Sementara itu, Sekjen Asosiasi Petani Tembakau Indonesia Daerah Istimewa Yogyakarta Triyanto mengatakan, kenaikan tarif CHT yang eksesif akan merusak rantai perdagangan IHT dengan memaksa pabrik untuk terus mengurangi produksinya. Jika produksi dikurangi, maka serapan bahan baku yang dipasok oleh petani juga berkurang.

“Tidak hanya petani, pekerja di pabrik juga menghadapi situasi yang berat,” kata Triyanto.

Triyanto mengatakan, ancaman meningkatnya peredaran rokok ilegal nyata adanya. Sebab, selain tarif CHT yang mempengaruhi produksi Industri Hasil Tembakau (IHT), konsumen juga akan memiliki beban tambahan dari keputusan pemerintah tersebut. Sebab, selain tarif cukai yang akan dinaikkan, komponen Pajak Pertambahan Nilai (PPN) yang menjadi kewajiban konsumen juga akan turut naik.

Mengutip data Kementerian Keuangan, PPN produk IHT tahun depan akan dinaikkan menjadi sebesar 11-12 persen. Kalkulasi saat ini sedang digodok Kementerian Keuangan sebelum diresmikan melalui keputusan sidang kabinet untuk menentukan tarif fiskal resmi terhadap produk IHT seperti cukai dan PPN.

Dalam survei rokok ilegal yang dilansir oleh Indodata pada Agustus lalu menyebutkan, negara mengalami kebocoran penerimaan sebanyak Rp 53,18 triliun akibat maraknya rokok ilegal.

Direktur Industri Minuman, Industri Tembakau dan Bahan Penyegar Kementerian Perindustrian (Kemenperin) Edy Sutopo mengakui kalaupun tarif harus naik, Kementerian Perindustrian akan memberikan masukan agar tarifnya tidak naik terlalu tinggi. Ia mengaku tak sepakat jika cukai dinaikkan terlalu tinggi. Apalagi, data Kementerian Perindustrian menyatakan, sepanjang tahun 2020 lalu setidaknya 4.500 tenaga kerja di sektor IHT sudah terkena PHK.

Senada dengan Edy, Direktur Eksekutif Institute for Development of Economics and Finance (INDEF) Tauhid Ahmad mengatakan kenaikan eksesif tarif CHT di saat seperti ini kurang tepat.

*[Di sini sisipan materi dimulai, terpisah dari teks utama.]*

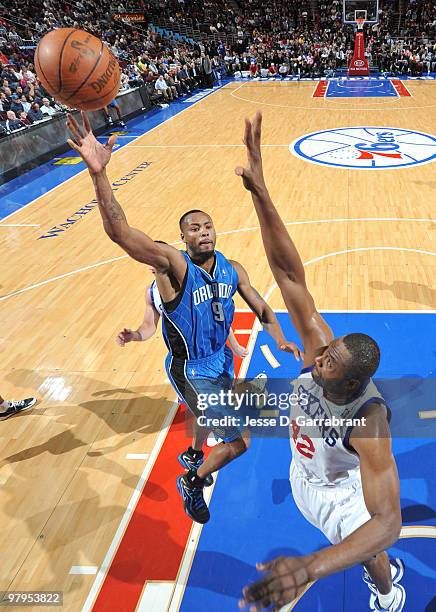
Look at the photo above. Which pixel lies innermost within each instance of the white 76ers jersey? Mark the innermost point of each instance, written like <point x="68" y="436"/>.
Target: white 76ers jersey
<point x="321" y="451"/>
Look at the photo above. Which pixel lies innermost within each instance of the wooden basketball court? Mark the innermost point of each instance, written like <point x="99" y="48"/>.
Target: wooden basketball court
<point x="72" y="467"/>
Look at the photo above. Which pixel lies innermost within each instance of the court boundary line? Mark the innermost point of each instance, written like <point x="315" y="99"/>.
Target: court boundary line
<point x="333" y="108"/>
<point x="181" y="581"/>
<point x="117" y="150"/>
<point x="130" y="509"/>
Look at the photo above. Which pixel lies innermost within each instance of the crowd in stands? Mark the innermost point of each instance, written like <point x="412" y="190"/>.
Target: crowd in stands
<point x="270" y="38"/>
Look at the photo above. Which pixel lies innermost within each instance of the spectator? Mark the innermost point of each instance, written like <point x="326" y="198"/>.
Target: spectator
<point x="35" y="113"/>
<point x="49" y="109"/>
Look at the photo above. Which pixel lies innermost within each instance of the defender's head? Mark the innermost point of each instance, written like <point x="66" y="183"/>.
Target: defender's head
<point x="346" y="364"/>
<point x="198" y="233"/>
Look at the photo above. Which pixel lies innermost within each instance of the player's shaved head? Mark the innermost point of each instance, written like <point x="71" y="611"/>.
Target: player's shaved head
<point x="185" y="217"/>
<point x="365" y="356"/>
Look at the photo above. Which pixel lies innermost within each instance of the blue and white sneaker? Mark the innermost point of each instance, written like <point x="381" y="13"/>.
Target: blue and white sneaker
<point x="17" y="406"/>
<point x="397" y="572"/>
<point x="189" y="462"/>
<point x="193" y="500"/>
<point x="396" y="606"/>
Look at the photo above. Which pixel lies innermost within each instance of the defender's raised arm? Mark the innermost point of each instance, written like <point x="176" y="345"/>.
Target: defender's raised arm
<point x="283" y="257"/>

Sebab, meskipun penularan Covid-19 bisa terkendali, masa pemulihan akibat dampak masif yang ditimbulkan selama dua tahun terakhir membutuhkan periode multiyears. Industri tembakau adalah produk konsumsi nomor dua yang turut menyokong ekonomi negara.

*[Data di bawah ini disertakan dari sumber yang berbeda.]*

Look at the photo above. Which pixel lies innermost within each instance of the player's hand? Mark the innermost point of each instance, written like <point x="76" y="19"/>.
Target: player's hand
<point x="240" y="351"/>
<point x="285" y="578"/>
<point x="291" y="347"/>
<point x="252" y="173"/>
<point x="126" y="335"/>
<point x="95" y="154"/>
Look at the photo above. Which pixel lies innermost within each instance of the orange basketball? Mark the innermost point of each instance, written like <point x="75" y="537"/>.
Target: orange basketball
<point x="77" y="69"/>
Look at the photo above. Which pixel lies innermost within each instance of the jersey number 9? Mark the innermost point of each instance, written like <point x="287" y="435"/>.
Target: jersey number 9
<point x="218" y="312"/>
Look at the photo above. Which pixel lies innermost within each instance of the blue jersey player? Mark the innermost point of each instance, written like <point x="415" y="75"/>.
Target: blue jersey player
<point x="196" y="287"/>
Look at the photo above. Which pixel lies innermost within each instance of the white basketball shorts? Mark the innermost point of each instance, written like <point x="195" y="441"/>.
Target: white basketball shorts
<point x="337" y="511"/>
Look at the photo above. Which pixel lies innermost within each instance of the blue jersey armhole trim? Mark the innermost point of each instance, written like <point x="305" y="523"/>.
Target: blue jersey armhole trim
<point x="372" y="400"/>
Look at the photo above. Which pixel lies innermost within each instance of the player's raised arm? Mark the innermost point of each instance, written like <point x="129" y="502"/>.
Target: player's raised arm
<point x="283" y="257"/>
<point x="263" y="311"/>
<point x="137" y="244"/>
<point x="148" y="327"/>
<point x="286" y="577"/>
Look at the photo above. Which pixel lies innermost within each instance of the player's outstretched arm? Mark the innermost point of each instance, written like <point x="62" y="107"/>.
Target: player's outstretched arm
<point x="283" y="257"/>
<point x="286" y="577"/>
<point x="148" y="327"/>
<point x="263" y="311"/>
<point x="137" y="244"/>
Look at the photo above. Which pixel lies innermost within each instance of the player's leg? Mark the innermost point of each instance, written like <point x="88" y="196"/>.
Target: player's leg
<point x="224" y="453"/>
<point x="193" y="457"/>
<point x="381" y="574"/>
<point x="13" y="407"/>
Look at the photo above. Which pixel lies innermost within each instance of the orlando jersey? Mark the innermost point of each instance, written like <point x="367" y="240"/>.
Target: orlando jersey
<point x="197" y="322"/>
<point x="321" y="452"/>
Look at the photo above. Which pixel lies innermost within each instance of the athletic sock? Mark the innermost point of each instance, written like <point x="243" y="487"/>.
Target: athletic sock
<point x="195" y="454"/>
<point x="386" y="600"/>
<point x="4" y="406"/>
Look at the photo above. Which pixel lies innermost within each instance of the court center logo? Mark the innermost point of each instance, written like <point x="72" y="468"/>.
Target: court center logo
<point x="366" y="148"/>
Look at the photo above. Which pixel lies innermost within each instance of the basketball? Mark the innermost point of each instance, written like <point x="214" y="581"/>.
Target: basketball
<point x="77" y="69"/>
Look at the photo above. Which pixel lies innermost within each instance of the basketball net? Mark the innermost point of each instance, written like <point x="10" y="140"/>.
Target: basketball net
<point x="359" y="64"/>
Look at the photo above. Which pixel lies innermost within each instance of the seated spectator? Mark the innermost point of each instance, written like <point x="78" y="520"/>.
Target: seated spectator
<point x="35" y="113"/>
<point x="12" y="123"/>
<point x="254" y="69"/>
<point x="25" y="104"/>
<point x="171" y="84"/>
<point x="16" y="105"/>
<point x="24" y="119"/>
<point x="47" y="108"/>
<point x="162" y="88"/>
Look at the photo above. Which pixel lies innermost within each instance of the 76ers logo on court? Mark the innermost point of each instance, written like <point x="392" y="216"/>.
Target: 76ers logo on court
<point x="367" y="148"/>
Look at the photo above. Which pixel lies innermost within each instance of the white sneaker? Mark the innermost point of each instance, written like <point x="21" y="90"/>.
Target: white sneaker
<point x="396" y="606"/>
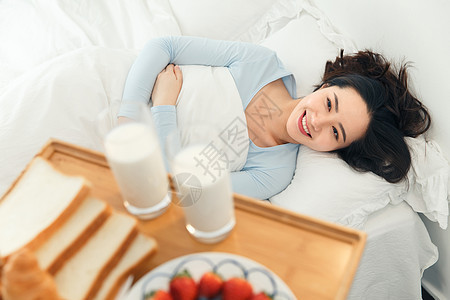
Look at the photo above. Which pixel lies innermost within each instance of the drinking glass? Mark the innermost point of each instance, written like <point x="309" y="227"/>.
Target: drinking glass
<point x="201" y="180"/>
<point x="134" y="155"/>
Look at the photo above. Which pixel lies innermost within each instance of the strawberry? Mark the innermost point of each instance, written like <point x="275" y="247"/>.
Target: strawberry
<point x="183" y="287"/>
<point x="261" y="296"/>
<point x="209" y="285"/>
<point x="158" y="295"/>
<point x="237" y="289"/>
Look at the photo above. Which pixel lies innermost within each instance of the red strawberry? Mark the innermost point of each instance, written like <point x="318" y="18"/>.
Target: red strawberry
<point x="158" y="295"/>
<point x="261" y="296"/>
<point x="237" y="289"/>
<point x="183" y="287"/>
<point x="210" y="285"/>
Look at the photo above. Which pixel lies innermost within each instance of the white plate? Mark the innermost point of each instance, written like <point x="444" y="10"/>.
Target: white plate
<point x="225" y="264"/>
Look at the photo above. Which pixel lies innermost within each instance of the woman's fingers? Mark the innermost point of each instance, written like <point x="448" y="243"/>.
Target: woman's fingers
<point x="178" y="73"/>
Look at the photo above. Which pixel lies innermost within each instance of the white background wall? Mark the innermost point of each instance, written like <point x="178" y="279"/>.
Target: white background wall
<point x="417" y="31"/>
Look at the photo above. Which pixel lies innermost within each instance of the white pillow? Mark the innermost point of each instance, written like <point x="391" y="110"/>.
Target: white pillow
<point x="247" y="21"/>
<point x="304" y="45"/>
<point x="324" y="186"/>
<point x="428" y="179"/>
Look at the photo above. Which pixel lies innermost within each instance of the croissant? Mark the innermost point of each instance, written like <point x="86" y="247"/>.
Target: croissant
<point x="23" y="279"/>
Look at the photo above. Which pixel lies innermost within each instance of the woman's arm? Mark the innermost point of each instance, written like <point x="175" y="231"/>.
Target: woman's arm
<point x="261" y="183"/>
<point x="179" y="50"/>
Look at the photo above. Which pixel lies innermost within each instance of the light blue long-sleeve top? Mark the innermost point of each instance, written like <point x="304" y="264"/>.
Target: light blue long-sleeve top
<point x="267" y="171"/>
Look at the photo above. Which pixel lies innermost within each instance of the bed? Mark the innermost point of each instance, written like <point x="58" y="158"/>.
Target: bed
<point x="62" y="62"/>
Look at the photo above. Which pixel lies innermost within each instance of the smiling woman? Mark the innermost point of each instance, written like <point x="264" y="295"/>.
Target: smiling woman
<point x="362" y="109"/>
<point x="394" y="113"/>
<point x="330" y="118"/>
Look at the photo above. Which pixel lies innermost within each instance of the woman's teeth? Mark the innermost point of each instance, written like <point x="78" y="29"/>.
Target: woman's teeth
<point x="304" y="125"/>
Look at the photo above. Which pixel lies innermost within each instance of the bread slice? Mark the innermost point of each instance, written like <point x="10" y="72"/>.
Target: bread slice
<point x="72" y="235"/>
<point x="37" y="204"/>
<point x="141" y="249"/>
<point x="82" y="275"/>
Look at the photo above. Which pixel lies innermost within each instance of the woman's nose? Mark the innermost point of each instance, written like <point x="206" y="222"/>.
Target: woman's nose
<point x="316" y="122"/>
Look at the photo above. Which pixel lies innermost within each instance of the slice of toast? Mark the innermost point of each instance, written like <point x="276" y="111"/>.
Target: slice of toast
<point x="81" y="276"/>
<point x="72" y="235"/>
<point x="36" y="205"/>
<point x="141" y="249"/>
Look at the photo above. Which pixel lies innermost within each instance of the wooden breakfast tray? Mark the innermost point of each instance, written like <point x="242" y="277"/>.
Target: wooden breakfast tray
<point x="316" y="259"/>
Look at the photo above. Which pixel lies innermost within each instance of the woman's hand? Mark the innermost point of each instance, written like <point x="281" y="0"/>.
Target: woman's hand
<point x="167" y="86"/>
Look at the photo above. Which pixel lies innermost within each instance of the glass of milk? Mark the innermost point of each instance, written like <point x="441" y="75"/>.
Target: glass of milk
<point x="201" y="179"/>
<point x="134" y="155"/>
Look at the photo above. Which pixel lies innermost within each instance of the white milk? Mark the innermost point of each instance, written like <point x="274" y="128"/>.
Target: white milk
<point x="213" y="209"/>
<point x="135" y="158"/>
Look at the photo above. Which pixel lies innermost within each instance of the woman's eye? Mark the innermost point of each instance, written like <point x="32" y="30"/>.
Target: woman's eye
<point x="336" y="134"/>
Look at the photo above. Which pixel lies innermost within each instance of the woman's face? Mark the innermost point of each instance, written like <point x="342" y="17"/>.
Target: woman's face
<point x="328" y="119"/>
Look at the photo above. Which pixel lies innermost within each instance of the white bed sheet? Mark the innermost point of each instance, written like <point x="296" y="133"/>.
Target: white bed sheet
<point x="65" y="62"/>
<point x="397" y="252"/>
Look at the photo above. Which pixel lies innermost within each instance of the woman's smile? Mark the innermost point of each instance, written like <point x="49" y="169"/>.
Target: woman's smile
<point x="303" y="125"/>
<point x="328" y="119"/>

Dan di sisi lain merupakan industri padat karya yang melibatkan jutaan orang. Ia menyarankan agar pemerintah memiliki formula baku dalam setiap kebijakan cukai rokok termasuk dalam kebijakan kenaikan tarif. Formula tersebut merupakan gabungan pertimbangan dan data dari berbagai dimensi terkait seperti aspek kesehatan, tenaga kerja, penerimaan negara, petani, hingga pemantauan rokok ilegal.